The field of a shield, or less often a charge or crest, is sometimes made up of a pattern of colours, or variation. A pattern of horizontal (barwise) stripes, for example, is called barry, while a pattern of vertical (palewise) stripes is called paly. A pattern of diagonal stripes may be called bendy or bendy sinister, depending on the direction of the stripes. Other variations include chevrony, gyronny and chequy. Wave shaped stripes are termed undy. For further variations, these are sometimes combined to produce patterns of barry-bendy, paly-bendy, lozengy and fusilly. Semés, or patterns of repeated charges, are also considered variations of the field. The Rule of tincture applies to all semés and variations of the field.

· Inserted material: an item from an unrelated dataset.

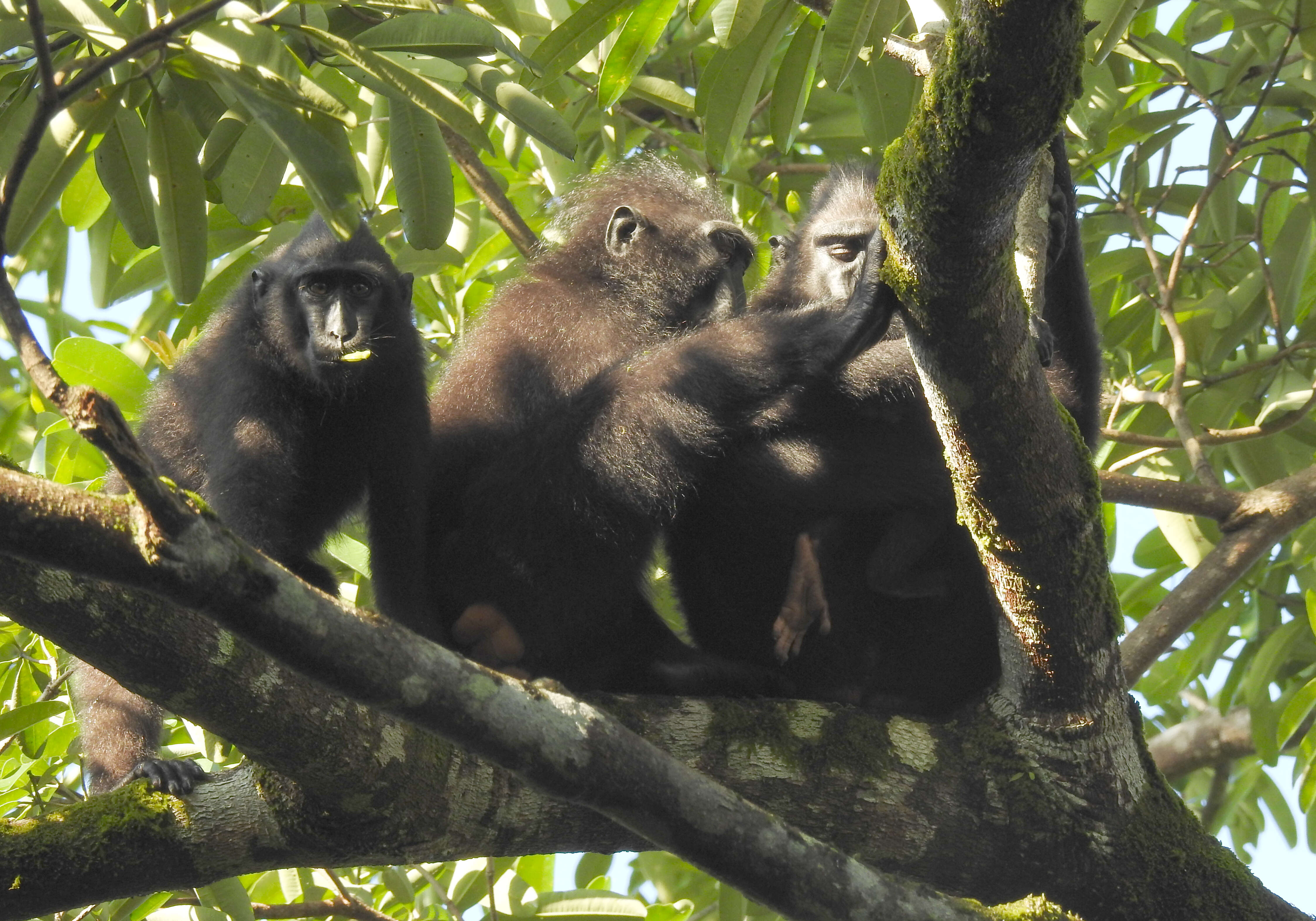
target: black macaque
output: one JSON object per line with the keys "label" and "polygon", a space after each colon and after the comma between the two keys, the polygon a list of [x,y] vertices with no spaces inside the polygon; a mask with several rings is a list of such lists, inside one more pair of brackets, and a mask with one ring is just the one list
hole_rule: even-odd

==Differencing and cadency==

Cadency is any systematic way to distinguish arms displayed by descendants of the holder of a coat of arms when those family members have not been granted arms in their own right. Cadency is necessary in heraldic systems in which a given design may be owned by only one person at any time, generally the head of the senior line of a particular family. As an armiger's arms may be used "by courtesy", either by children or spouses, while they are still living, some form of differencing may be required so as not to confuse them with the original undifferenced or "plain coat" arms. Historically, arms were only heritable by males and therefore cadency marks had no relevance to daughters; in the modern era, Canadian and Irish heraldry include daughters in cadency. These differences are formed by adding to the arms small and inconspicuous marks called brisures, similar to charges but smaller. They are placed on the fess-point, or in-chief in the case of the label. Brisures are generally exempt from the rule of tincture. One of the best examples of usage from the medieval period is shown on the seven Beauchamp cadets in the stained-glass windows of St Mary's Church, Warwick.